A judge finally ordered Lewis to rehab. He went to Native American Connections. Indian Rehab, as it's called, is an old two-story house in the middle of downtown Phoenix.
"The lady behind the desk came out and she gave me this big old hug. And inside I'm cussing her out," he says. "And she told me, 'it's going to be OK.' And I was more mad because nobody told me that in a long time. I hadn't heard those words. People gave up on me."
The recovery program combines western practices like the 12-steps with traditional indigenous healing ceremonies. Lewis, an Akimel O'odham member, says the God talk didn't work. It was the sweat lodge that gave him the hope he so desperately needed.
"This is the type of forgiveness of self, of cleansing, of a rebirth. And so when you're coming out you're feeling purified," he says. "You're feeling worthy and that I can go into recovery. So you've cleansed all those negative feelings and thoughts and decisions you made."
Lewis has been clean for eight years and now works for Native American Connections. Many aren't so lucky. A person addicted to heroin usually winds up in jail or dead.

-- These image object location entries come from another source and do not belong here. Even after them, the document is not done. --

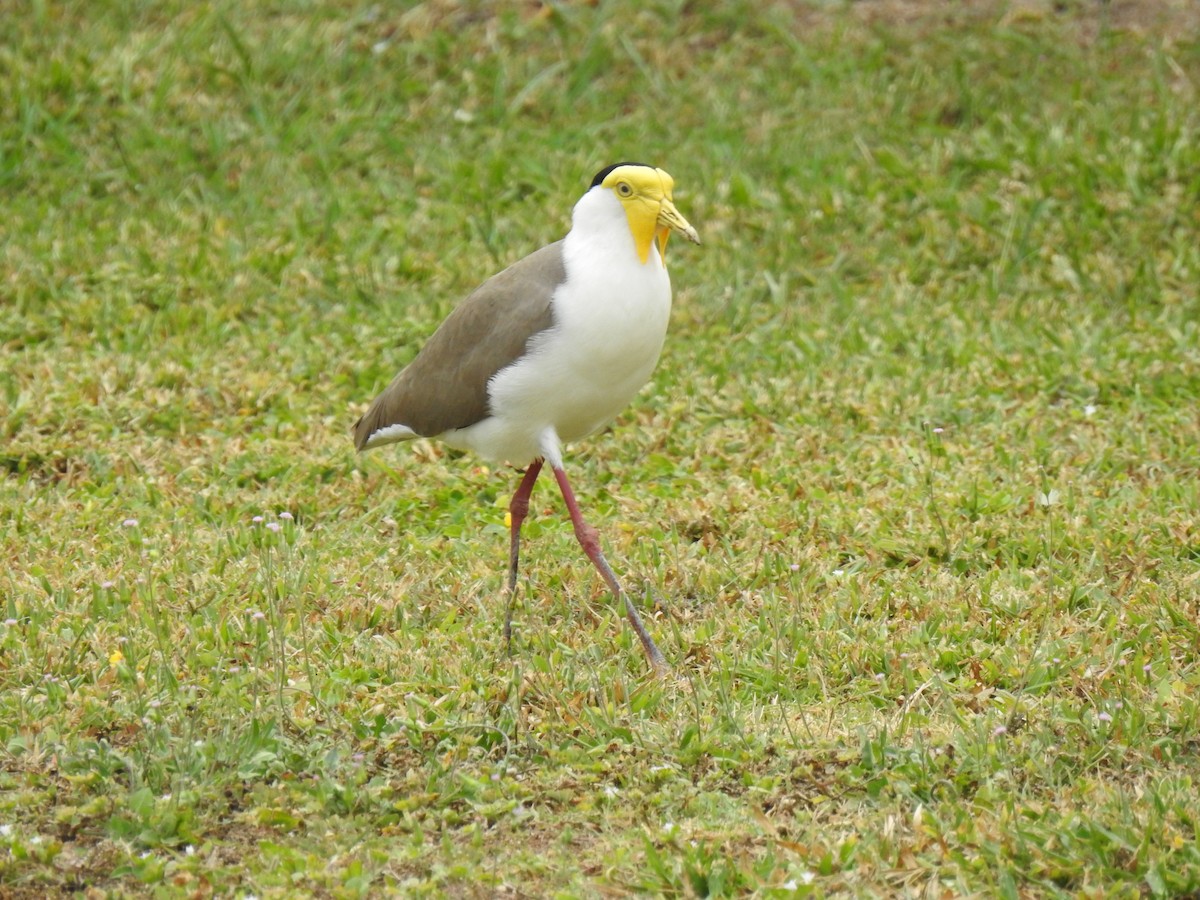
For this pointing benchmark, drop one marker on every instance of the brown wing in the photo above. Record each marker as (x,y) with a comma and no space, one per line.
(445,387)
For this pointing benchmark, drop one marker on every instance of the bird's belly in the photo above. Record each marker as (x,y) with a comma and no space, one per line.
(577,376)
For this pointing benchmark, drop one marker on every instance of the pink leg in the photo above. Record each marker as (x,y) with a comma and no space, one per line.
(519,508)
(591,543)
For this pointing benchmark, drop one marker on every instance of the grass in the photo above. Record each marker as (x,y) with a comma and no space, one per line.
(912,493)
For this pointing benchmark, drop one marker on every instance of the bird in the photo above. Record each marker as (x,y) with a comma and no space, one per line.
(546,353)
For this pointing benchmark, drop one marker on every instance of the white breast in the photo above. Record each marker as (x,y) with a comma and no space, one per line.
(611,318)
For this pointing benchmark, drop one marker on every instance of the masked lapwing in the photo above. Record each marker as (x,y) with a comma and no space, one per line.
(549,352)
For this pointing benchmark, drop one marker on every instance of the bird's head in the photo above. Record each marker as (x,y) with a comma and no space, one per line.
(645,193)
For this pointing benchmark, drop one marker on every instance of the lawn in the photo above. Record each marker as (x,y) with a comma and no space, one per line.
(912,502)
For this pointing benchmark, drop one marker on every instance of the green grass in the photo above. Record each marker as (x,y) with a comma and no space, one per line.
(915,487)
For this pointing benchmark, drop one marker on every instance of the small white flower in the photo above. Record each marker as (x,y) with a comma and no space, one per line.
(1048,499)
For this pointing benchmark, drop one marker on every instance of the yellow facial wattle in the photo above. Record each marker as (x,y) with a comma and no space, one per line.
(646,195)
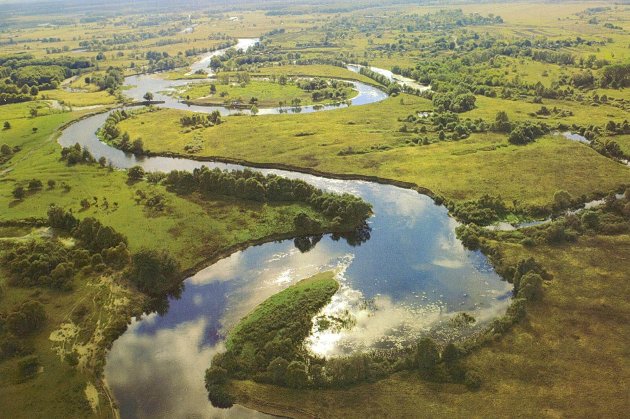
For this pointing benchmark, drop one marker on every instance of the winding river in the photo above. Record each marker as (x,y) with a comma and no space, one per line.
(409,276)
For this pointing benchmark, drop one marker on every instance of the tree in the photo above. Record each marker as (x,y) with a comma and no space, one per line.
(472,380)
(27,318)
(590,219)
(35,185)
(19,192)
(215,375)
(427,355)
(451,353)
(501,122)
(6,150)
(561,200)
(296,375)
(277,370)
(153,272)
(135,173)
(219,397)
(530,287)
(137,146)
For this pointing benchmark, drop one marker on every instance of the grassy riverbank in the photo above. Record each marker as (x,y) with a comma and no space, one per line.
(572,343)
(267,94)
(194,229)
(366,140)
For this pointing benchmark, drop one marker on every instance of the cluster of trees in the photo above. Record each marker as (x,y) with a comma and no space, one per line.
(25,76)
(110,131)
(483,211)
(616,76)
(110,81)
(19,322)
(458,101)
(526,132)
(345,209)
(76,155)
(612,218)
(153,272)
(201,120)
(324,89)
(162,61)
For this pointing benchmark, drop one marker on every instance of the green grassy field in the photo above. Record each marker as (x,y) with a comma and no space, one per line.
(315,70)
(269,94)
(573,342)
(466,169)
(569,358)
(193,230)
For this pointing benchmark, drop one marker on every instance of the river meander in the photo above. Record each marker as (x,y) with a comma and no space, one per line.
(407,277)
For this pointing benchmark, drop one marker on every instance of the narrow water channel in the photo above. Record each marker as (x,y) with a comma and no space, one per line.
(407,277)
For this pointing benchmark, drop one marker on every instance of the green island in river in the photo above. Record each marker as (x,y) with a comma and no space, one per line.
(192,193)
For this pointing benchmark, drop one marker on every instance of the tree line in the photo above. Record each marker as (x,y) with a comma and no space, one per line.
(345,209)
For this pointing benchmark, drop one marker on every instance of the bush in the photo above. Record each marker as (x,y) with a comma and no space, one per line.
(296,375)
(153,272)
(215,375)
(26,319)
(28,366)
(427,355)
(277,370)
(472,380)
(135,173)
(19,192)
(5,150)
(530,287)
(219,397)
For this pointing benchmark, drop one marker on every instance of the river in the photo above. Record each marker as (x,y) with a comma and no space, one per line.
(407,277)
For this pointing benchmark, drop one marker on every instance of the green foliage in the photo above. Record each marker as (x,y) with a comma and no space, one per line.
(473,380)
(76,155)
(484,211)
(268,342)
(135,173)
(530,287)
(153,272)
(26,318)
(427,356)
(28,366)
(253,185)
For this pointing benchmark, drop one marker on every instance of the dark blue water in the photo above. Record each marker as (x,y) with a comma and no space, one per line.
(407,276)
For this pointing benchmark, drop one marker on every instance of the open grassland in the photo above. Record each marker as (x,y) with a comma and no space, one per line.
(193,230)
(565,360)
(483,163)
(267,94)
(315,70)
(59,388)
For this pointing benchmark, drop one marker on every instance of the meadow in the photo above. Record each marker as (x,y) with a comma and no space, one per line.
(567,358)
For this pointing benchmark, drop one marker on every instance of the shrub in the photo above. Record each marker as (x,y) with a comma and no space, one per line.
(153,272)
(135,173)
(219,397)
(472,380)
(28,366)
(19,192)
(530,287)
(296,375)
(427,355)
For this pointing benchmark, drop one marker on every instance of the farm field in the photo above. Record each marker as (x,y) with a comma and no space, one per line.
(311,208)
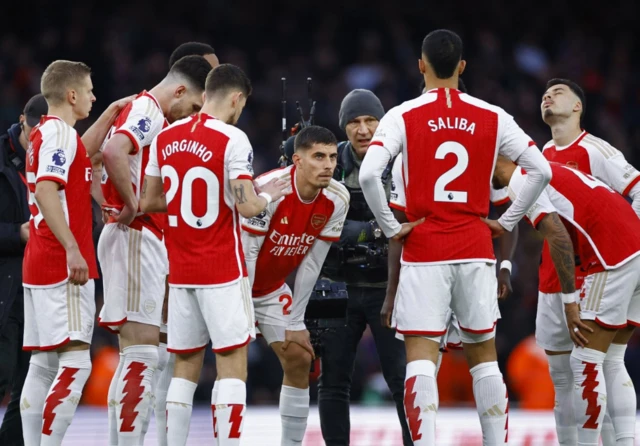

At the Coconino County Jail on the edge of the Navajo Nation, half of the inmates are Native American. So the sheriff invited Shannon Rivers to conduct sweat lodge ceremonies.
"My job here is to help these men down a path of sobriety," he says, "And how we do that is through these ceremonies. Because what we know is a lot of the western ways aren't working."
Inside the razor-wire fence, Rivers builds a fire next to a rebar structure, placing a dozen or so stones. When the fire has heated, he covers the frame with blankets. He then pours water over the hot rocks inside the sweat lodge.
Rivers is a former addict. He says the reasons why Native Americans have such high rates of incarceration and substance abuse are complex.
"For me I still had that baggage that I grew up with as a Native person coming from a reservation," he says. "So I struggled with my shortcomings, my insecurities, my anger, my jealousy."
Rivers' past is a history of government-run boarding schools, destruction of language and forced relocation.
"That baggage is tied to our history as Native people," he says.
And there's a new problem: a recent FBI report shows the Mexican drug cartels are specifically targeting Indian Country. High unemployment on the reservations means many turn to trafficking and dealing. The cartels know the tribes lack law enforcement resources.
On the Navajo Nation about 200 full-time officers patrol a reservation the size of West Virginia. On a ride along, Navajo officer Donald Seimy says a recent false report of a car accident pulled all four officers on duty to one remote location. His theory is that the calls came from drug dealers trying to sell or traffic drugs across the reservation.
"And we show up and then there's nothing.," he says. "I think they have the knowledge of us not being everywhere or the short manpower that we have. They know it, so they're getting smart about it."
The Navajo Nation, and many other tribes, just don't have the law enforcement to keep the drugs out. That means more and more Native Americans are getting hooked. And, unlike Ken Lewis, many never get the opportunity to regain control of their lives.